やりたいことを実現するには、周囲の人々を味方につけることが大事です。この連載では、研修・講演依頼があとをたたないスピーチコンサルタントの矢野香さんに、他者に好印象をもってもらうスキルについて聞いていきます。

あなたは「すみません」が口癖になっていませんか?

本来「ありがとう」でいいはずの場面でも、つい「すみません」と言ってしまう。職場でも、家庭でも、またときには子どもの預け先に対しても、気兼ねして「すみません」と謝り続ける女の私たち。これは私自身が仕事や家庭を両立しようとしている中でついてしまった口癖です。

矢野 香さん

働く女性たちと接していると、謝り続けながら小さくなって生きづらそうな姿が目に付きます。「やりたいことを実現する」「なりたい自分になる」という最も大切なことができないまま人生を諦めてしまっているのです。私たちはただいろんなことを両立しようと頑張っているだけなのに、なぜこんなに生きづらいのでしょうか。

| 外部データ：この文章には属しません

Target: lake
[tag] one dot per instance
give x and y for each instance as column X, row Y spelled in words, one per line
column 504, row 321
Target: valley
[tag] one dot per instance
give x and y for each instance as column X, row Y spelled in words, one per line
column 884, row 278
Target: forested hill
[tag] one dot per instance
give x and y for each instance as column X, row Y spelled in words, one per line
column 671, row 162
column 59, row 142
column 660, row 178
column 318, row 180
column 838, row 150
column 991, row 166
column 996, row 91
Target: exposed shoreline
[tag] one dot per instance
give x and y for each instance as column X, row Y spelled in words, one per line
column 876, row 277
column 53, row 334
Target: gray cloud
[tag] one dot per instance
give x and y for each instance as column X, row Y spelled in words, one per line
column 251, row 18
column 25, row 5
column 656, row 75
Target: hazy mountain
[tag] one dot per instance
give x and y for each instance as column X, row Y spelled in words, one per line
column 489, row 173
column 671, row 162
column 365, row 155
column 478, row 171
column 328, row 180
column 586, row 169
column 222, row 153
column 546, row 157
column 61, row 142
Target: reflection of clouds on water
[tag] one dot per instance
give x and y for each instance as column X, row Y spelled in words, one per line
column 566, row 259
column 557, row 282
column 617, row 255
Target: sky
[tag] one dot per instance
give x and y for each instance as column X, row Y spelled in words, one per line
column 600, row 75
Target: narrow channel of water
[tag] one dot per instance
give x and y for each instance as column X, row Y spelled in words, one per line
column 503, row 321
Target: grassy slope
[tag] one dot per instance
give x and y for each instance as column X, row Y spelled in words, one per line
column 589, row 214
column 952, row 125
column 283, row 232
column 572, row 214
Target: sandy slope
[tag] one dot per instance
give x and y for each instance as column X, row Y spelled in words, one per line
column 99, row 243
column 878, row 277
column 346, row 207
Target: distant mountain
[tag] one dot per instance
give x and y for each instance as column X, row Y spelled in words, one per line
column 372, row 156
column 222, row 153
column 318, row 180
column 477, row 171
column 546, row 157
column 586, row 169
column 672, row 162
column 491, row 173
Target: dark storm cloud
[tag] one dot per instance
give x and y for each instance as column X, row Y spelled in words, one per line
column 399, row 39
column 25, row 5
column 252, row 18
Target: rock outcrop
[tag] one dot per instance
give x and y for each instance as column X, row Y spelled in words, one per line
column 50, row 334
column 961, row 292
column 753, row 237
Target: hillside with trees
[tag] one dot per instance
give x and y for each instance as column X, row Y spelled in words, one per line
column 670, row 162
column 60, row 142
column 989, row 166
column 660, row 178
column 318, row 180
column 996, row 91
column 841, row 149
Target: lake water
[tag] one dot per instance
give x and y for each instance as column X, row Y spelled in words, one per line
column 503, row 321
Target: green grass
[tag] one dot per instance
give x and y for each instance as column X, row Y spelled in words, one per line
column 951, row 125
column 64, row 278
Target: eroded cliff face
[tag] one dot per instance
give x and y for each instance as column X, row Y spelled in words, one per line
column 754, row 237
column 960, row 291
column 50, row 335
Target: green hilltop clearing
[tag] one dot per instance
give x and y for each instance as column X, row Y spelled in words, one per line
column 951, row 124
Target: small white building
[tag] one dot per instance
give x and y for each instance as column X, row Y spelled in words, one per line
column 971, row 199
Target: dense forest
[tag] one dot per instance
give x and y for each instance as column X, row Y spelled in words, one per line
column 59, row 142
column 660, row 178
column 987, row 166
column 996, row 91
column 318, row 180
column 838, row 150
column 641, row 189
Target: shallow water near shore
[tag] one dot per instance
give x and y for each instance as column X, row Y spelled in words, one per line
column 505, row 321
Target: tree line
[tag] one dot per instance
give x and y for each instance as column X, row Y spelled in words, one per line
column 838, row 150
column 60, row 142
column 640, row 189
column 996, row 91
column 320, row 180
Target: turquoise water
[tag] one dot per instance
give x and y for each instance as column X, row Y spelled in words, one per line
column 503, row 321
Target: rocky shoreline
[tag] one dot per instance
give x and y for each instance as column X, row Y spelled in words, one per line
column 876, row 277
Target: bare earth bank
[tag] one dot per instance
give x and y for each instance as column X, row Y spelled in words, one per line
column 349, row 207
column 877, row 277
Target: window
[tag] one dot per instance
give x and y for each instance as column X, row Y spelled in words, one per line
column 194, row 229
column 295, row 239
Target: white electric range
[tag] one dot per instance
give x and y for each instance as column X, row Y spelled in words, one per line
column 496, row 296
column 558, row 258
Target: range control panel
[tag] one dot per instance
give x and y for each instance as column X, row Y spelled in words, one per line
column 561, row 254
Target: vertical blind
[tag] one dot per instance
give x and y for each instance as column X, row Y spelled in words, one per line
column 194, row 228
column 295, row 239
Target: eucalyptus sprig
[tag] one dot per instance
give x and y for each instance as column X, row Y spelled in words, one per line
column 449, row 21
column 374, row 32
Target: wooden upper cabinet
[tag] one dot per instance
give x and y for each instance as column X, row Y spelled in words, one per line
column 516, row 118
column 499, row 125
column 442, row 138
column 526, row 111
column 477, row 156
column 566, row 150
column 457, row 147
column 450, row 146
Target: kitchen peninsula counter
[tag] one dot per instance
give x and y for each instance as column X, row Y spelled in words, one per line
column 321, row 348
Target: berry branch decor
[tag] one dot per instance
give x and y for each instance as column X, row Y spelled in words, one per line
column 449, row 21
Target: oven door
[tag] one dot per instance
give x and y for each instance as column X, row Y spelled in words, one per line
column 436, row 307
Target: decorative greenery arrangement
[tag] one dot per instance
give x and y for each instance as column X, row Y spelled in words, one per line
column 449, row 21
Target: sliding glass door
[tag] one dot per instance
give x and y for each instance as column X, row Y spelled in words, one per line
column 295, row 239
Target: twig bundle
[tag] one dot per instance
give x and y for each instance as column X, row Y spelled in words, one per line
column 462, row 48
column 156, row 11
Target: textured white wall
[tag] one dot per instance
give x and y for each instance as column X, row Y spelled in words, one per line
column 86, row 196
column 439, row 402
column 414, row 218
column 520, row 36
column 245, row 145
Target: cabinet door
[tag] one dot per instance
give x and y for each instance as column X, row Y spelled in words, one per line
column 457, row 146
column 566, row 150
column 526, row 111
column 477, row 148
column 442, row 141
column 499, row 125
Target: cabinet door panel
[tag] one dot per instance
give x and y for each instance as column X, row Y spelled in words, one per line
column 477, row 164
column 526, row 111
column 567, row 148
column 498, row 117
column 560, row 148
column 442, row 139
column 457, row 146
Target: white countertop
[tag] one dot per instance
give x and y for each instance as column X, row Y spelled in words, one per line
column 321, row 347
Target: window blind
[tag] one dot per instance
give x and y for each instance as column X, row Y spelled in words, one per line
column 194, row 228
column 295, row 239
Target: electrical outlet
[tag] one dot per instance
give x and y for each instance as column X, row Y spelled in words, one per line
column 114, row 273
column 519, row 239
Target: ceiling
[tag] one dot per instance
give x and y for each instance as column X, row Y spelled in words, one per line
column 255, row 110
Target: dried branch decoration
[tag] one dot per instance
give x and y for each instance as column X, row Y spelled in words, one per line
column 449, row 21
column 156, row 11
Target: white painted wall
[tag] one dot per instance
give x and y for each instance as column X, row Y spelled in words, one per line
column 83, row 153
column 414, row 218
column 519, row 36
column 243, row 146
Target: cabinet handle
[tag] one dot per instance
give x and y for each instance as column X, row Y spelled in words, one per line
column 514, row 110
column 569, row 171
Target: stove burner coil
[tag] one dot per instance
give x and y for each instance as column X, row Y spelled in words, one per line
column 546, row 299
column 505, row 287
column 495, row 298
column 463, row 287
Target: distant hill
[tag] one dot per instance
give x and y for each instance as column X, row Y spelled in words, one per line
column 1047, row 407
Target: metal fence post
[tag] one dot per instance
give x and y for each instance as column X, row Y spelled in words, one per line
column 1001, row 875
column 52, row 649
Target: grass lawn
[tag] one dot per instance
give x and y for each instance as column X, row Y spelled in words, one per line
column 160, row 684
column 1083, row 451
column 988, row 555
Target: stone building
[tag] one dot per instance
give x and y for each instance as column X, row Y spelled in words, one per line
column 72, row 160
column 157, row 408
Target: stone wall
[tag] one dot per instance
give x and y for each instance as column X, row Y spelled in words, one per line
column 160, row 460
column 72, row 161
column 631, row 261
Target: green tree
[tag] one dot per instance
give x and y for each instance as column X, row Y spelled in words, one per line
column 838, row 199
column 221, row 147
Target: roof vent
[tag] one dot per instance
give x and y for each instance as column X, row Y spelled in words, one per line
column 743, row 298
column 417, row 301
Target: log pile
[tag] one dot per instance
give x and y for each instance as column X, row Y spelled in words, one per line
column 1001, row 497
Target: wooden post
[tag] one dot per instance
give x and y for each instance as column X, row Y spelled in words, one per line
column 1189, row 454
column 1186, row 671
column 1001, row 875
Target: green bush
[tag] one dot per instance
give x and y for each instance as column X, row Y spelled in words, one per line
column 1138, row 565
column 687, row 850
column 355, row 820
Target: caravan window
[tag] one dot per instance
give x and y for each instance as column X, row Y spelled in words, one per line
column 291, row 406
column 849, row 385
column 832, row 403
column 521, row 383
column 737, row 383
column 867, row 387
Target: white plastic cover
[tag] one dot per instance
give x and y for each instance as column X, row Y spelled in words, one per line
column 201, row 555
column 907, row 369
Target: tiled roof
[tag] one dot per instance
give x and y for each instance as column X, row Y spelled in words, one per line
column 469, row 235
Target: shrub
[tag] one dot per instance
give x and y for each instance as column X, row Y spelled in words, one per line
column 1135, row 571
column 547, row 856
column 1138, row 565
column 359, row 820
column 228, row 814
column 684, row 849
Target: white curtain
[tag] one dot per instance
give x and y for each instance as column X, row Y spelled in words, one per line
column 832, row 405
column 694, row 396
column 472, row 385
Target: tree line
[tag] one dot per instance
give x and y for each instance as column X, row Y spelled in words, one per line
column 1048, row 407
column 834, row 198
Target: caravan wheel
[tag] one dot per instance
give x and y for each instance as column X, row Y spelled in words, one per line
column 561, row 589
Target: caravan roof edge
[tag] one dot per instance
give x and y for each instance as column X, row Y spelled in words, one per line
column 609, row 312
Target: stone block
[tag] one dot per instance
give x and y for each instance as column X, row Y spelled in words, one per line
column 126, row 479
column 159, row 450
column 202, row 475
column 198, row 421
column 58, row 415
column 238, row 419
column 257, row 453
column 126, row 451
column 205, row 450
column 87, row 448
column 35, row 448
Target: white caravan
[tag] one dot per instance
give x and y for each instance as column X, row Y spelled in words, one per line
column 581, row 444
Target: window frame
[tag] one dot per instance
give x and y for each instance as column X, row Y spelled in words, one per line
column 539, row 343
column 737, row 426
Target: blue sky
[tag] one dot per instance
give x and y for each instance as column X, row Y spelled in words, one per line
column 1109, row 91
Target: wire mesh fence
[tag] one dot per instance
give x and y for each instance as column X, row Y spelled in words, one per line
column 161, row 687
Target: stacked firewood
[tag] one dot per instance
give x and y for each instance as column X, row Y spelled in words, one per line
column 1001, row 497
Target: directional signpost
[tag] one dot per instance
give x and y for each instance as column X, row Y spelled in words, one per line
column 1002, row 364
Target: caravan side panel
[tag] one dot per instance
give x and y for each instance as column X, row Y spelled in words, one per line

それは、「自己呈示力」を発揮できていないからだと私は考えています。

「自己呈示」とは心理学の用語で、「他者から特定の印象で見られることを目的として行われる行動」のことです。つまり、他者に好印象をもってもらうためのスキルです。やりたいことを実現するためには、この自己呈示力で、周りの人に好印象をもってもらい、周りを味方につけてしまえばよいのです。

日本の働く女性たちは、「わたしはこうしたい」と、自分の意見や希望を遠慮せずにもっとはっきり言ってもいいのではないでしょうか。主体的にやりたいことをもち、それを実現したいという意思=「ワガママ力」をもってほしい。ただ、それが単なるわがままとして相手に聞こえてはいけません。職場では「あいつ、女だと思って甘えている」と言われ、家庭でも「そんなことを言うならもう辞めたら」などと言われてしまいます。ここでいうワガママ力とは、わがままがわがままに聞こえないように伝える力です。ワガママ力を発揮できれば、仕事とプライベートを両立しながらやりたいことを実現し、自らキャリアをつくっていくことができます。